The greatest achievements of the PB system in Seoul City are that it has encouraged citizens to participate in the most closed-door process of fiscal decision-making, enhanced transparency in the management of public funds, helped identify the problems closely intertwined with citizens’ everyday lives, and thus improved financial democracy and secured taxpayers’ control over the budgeting process. Moreover, numerous projects have been proposed for underprivileged people and those who have fallen through the cracks of the traditional budgeting process. Also, the wide array of local projects developed by citizens to address the problems in their everyday lives has enhanced the self-sustainability of the local districts, which has in turn contributed to the sustainability of Seoul City’s PB system. The following is a list of the projects that have been proposed and prioritized by citizens.
 

1. Creation of Eunpyeong-gu Sharing Center (KRW 1.2 billion)

- The world’s first sharing center created through a participatory project proposed by a citizen in 2013. It won the grand prize at the 2015 Creative Seoul Awards in the Innovation category.
 

2. Jung-gu Safe Village for Women (KRW 230 million)

- This project was based on an idea proposed by students majoring in police administration at Dongguk University as a way of promote the safety of women when walking alone at night. It was chosen in 2015 and won the grand prize at the 1st Korean Crime Prevention Awards held by the Seoul Metropolitan Police Agency and the daily newspapier Joongang Ilbo.
 

3. Seongbuk-gu Multicultural Library (KRW 340 million)
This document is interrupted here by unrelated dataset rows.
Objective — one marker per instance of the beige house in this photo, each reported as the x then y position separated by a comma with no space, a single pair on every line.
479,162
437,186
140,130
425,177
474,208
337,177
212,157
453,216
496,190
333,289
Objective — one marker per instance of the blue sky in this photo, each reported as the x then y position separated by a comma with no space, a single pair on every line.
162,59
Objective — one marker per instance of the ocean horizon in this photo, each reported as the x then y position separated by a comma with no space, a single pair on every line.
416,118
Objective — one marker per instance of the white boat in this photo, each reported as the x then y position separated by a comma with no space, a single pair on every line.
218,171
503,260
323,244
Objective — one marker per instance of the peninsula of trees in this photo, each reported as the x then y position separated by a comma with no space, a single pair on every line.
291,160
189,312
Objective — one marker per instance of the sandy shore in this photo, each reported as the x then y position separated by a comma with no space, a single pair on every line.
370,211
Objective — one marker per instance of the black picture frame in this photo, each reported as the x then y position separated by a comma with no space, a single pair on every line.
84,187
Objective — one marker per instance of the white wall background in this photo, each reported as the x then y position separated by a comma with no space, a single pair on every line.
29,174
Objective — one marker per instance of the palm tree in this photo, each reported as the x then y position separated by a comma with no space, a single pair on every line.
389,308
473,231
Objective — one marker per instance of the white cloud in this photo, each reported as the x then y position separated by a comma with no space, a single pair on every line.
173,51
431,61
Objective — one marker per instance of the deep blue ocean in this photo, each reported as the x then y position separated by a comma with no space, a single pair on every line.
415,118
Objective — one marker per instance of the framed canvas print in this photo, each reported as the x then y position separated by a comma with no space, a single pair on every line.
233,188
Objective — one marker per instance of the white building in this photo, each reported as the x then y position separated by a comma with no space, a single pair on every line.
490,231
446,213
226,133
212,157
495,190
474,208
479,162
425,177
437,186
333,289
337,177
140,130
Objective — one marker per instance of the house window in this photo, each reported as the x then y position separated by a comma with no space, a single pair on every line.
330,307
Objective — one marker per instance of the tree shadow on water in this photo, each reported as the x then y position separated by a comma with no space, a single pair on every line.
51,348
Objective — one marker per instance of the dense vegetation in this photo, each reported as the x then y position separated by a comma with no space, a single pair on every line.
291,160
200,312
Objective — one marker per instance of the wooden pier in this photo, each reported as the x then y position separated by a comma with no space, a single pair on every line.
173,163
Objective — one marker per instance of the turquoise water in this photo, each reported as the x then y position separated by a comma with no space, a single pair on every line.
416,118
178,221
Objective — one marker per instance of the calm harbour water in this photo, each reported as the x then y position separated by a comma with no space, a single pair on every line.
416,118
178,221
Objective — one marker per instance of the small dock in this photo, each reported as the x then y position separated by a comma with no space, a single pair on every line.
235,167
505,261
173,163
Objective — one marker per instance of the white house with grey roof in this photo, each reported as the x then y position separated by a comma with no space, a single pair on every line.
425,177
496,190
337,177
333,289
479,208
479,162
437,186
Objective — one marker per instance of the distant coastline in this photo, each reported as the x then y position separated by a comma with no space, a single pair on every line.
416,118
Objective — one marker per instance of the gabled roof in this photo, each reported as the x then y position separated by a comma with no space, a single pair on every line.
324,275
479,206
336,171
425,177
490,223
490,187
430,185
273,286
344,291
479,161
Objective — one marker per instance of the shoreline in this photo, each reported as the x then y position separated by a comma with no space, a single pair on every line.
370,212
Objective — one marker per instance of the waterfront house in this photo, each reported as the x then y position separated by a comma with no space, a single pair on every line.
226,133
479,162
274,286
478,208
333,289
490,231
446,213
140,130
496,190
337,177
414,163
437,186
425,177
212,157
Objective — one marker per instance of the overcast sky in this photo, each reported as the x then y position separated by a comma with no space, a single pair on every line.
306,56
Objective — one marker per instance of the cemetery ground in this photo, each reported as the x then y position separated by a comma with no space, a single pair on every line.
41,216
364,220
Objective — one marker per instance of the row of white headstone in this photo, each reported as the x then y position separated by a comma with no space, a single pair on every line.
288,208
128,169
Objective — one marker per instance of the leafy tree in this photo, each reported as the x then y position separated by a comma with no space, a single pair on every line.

- Seoul City’s first multicultural library, opened in Seongbuk-gu, serves as an education center for the over 9,000 multicultural residents living in the Seongbuk-gu area. Through books, it aims to help local residents better understand diverse cultures and improve their communication skills.
 

4. Forest Book Bus in Ssangmun Park on Choansan Mountain, Dobong-gu (KRW 100 million)

- A children’s library run by local volunteer workers. A Dobong-gu-based bus company donated a large bus, which Dobong-gu remodeled to create the library.
 

5. Gwangjin-gu Toy Library (KRW 286 million)

- A toy library with over 600 toys that visitors can rent for up to two weeks. This project was chosen in 2015.

Expectancy effects & Need for Improvement

To promote the PB system, Seoul City formed a team of seven civil servants from the Planning and Coordination Office working in areas related to financial management, and tasked them with the operation and administration of the system.

There is also a budget team in each of the 25 local districts, the members of which include one or two civil servants in charge of the PB system who serve as liaisons to promote cooperation between Seoul City and the local district. In addition, Seoul City operates the Participatory Budgeting Committee, consisting of 250 citizens, and there is a local participatory budgeting committee in each of the 25 local districts.

Seoul City sets aside KRW 50 billion every year for the PB projects, which accounts for as much as 31.7 percent of the KRW 157.1 billion in available public funding, excluding uncontrollable expenditures and mandatory spending, in the citywide budget of KRW 27.5038 trillion (in 2016). Over the last five years, citizens have proposed 10,967 projects, requiring funding of KRW 3.2617 trillion (average of KRW 652.3 billion f 2,193 projects annually), and a total of KRW 240.6 billion has been spent so far for 1,993 PB projects.

It has been Park Won-soon, the mayor of Seoul, who has played the most decisive role in securing financial resources. The PB system was Mayor Park’s major by-election promise in terms of city finance in 2011. He began pursuing the PB system after he took office.